QUOTE (marie-claire @ Jul 17 2008, 9:24 am) *
Interesting article, BattalionBoy. I wonder how many people actually regret their decision once they have taken the drug.

None Marie-Claire. Good beer and sex in heaven you know. At least, I like to think so.
Lorelei
QUOTE (Yeti @ Jul 17 2008, 10:13 am) *
I found this interesting article on suicide prevention in "The New York Times".

That's an interesting article.

QUOTE
I was struck by this upon meeting with two doctors who are among the most often-cited experts on suicide — and specifically on suicide by jumping. Both readily acknowledged the high degree of impulsivity associated with that method, but also considered that impulsivity as simply another symptom of mental illness.
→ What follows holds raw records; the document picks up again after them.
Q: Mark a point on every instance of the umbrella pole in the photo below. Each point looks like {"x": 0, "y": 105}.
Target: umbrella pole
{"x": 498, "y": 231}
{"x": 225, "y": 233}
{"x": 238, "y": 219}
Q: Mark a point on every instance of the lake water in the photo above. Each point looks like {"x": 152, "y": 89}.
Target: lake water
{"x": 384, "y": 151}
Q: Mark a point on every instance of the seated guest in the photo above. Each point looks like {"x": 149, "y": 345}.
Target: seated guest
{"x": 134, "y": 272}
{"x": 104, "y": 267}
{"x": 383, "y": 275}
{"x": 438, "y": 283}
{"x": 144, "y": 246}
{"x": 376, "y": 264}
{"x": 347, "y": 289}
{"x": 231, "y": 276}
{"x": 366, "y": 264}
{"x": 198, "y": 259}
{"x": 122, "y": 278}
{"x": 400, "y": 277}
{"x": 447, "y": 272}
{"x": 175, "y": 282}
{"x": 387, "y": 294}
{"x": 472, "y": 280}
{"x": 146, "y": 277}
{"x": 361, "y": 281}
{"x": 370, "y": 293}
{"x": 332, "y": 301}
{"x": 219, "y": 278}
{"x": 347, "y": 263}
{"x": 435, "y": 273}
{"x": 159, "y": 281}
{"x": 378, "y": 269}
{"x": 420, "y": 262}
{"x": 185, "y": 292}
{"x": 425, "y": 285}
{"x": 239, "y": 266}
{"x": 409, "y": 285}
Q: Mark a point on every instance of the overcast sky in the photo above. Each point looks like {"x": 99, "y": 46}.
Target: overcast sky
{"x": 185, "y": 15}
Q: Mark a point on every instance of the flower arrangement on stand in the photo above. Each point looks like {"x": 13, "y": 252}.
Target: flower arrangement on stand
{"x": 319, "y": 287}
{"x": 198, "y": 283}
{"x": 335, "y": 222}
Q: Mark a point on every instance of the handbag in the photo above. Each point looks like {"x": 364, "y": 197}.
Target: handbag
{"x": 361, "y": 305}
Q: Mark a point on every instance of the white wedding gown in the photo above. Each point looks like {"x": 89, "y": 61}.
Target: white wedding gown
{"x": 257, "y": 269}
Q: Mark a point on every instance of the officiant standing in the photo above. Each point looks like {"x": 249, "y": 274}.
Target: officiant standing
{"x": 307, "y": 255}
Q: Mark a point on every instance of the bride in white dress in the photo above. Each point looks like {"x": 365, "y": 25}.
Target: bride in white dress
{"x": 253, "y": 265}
I've sometimes wondered if there's an inherent psychological danger in doing bungee jumping, especially for people who are already vulnerable. If you're able to overcome the natural self-preservative instinct not to jump simply because you know there's a rope attached, who's to say that the experience won't make you feel less inhibited from jumping without one?
space
Here is a link to site that tells about the life and death of Raleigh Collins "Raleigh". I met him while BASE jumping in Italy.
He took his life leaping from a cliff in Joshua Tree with a running exit and tracking (a body position used to create maximum horizontal clearance from the object during freefall) to impact.
I think that there is an inherent psychological danger in not doing risky things, like killing one's self because life is so boring. I don't know of any other BASE jumpers who have committed suicide by jumping.
Take care,
space
bluedave
Sounds like a hell of a guy space.
marie-claire
Very sad. I just quickly read through the page, but seiing how many times he actually escaped death seems to make it even more tragic.
the Boy From Bozlem
There was a thing on the news the other night about how some woman stood on a level crossing untill the train went thump. Thing was the selfish cow had just got out of her car which contained her 12 year old son who was pleading with her to get off the line.

Something similar happend back home where a guy i know was walking down a busy main road with his son when he turned to him and said "tell mum i love her" before throwing himself under a bus.

cunts the pair of them!
GreenTea
Far worse than that are the ones who kill their own children as well as themselves, coz they don't want to go on their own, or don't want the kids to be left behind.